2016年1月23日(土)、弁天町ORC200、生涯学習センター
一般 1,000円、失敗学会員 500円、大阪分科会員 無料

13:00 開場
13:15 春合宿、夏の大会予定について雑談
14:15 休憩
14:30 中国の消防事情 三田 薫
     天津危険物倉庫爆発事故を考える 平松雅伸
16:00 休憩
16:15 兵庫大学社会人講座報告と予定
16:30 3月、9月フォーラム、春合宿、夏の大会
17:00 終了
17:30 新年会(王道居酒屋 のりを 弁天町磯路店(06-6583-0220)、4,200円)
参加者:三田薫, 角口開道, 飯野謙次, 佐伯徹, 平松雅伸, 大澤勲,
         岩崎雅昭, 福井則夫, 佐々正光, 原道彦, 岡田敏明, 木田一郎,
         佐々木英三, 田中健一郎, 久野裕介, 石井健児, 勝楽芳郎(一般)
         以上、17名

 まずは、三田さんから中国と日本の消防事情の比較があった。一概に比較することはできないが、中国は国民およそ1万人に公安消防職員が一人(2001年データ)、 日本の場合は、おおよそ1,000人に消防職員が一人である。北京や西安といった都会でようやく2000人台に一人となる。これを補完するのが企業消防隊の10万人、義勇消防隊の 1,300万人、消防団員86万人である。ようやく国民100人に隊員一人、1,500人程度に団員一人となる。ただし、日本でも消防団員を数えると国民およそ100人当たりに一人となる。
 この後の平松さん発表によると、2015年8月12日から始まった天津危険物倉庫爆発事故では、9月11日の時点で死者165名中、公安消防隊員が24人、天津港所属消防隊員が80人、警官が11人であった。
 実は日本でも、1964年7月14日、東京都品川区勝島の寶組倉庫で規模は天津ほどではなかったものの同じような事故があった。10月10日開会の東京オリンピックの3ヶ月前である。ドラム缶に野積みされていたニトロセルロースが発火、爆発。隣接する倉庫等が次々に爆発するなか、大規模な消火活動が行われていたが、最初の出火から約1時間後、隣接する倉庫のが大爆発し、消防士19名が殉職した。その倉庫中身は従業員も知らず、缶詰だと思っていたところ、災害後の調査で危険物のメチルエチルケトンパーオキサイドの無許可貯蔵だったことが判明した。詳細は、失敗知識データベースの失敗百選に詳しい。
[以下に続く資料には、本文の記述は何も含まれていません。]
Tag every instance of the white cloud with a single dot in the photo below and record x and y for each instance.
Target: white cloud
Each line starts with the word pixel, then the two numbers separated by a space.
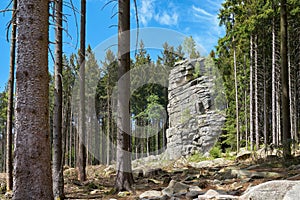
pixel 151 10
pixel 146 11
pixel 201 11
pixel 166 18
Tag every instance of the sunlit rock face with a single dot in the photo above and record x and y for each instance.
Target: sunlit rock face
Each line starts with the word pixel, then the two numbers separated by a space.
pixel 194 123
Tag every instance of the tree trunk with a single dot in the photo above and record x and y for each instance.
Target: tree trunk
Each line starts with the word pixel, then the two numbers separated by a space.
pixel 57 171
pixel 256 93
pixel 108 124
pixel 82 129
pixel 10 106
pixel 286 129
pixel 251 93
pixel 274 91
pixel 236 99
pixel 32 167
pixel 124 178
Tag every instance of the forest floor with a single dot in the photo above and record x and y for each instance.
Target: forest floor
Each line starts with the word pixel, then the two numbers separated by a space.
pixel 220 174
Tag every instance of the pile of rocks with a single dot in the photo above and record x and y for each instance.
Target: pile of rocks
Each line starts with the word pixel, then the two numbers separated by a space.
pixel 194 123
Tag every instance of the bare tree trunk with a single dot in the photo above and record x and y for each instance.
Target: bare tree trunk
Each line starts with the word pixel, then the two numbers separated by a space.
pixel 32 166
pixel 124 178
pixel 10 106
pixel 256 93
pixel 274 91
pixel 251 94
pixel 236 99
pixel 108 125
pixel 82 129
pixel 57 173
pixel 286 127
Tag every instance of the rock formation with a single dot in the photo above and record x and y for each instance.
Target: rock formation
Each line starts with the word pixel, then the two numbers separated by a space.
pixel 194 123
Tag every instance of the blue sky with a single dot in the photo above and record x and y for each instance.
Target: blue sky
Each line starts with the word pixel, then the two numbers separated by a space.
pixel 197 18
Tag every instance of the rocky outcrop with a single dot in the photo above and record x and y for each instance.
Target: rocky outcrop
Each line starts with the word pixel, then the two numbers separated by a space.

 後半、平松さんから天津危険物倉庫爆発事故の詳細説明があった。事故のあった倉庫近辺に野積みされたコンテナから出火。周りの倉庫には、シアン化ナトリウム、ニトロ化合物、硝酸カリウム、硝酸アンモニウム、炭化カルシウム等、危険物が総量2,500トンあったと推定されている。
 シアン化ナトリウムは、水と反応して猛毒のシアンガスを発生する。炭化カルシウムは、水をかけると爆発性の強いアセチレンガスを発生するなど、周りに何が保管されているか、わかっていれば、決して水を使ってはいけない環境だったようだ。しかし、そもそもそれら危険物は、危険化学品安全管理にかんする条例を無視して保管されていたことが問題であった。
 最後に、消防士はその近辺の保管物を知り、かつその危険性がわかっていたとしたら、遠巻きにして延焼を防ぐことに専念するのがよかったのだろうかと質問が出た。 爆発は、いずれにせよ防げなかったろうから、そうかもしれないとのことだった。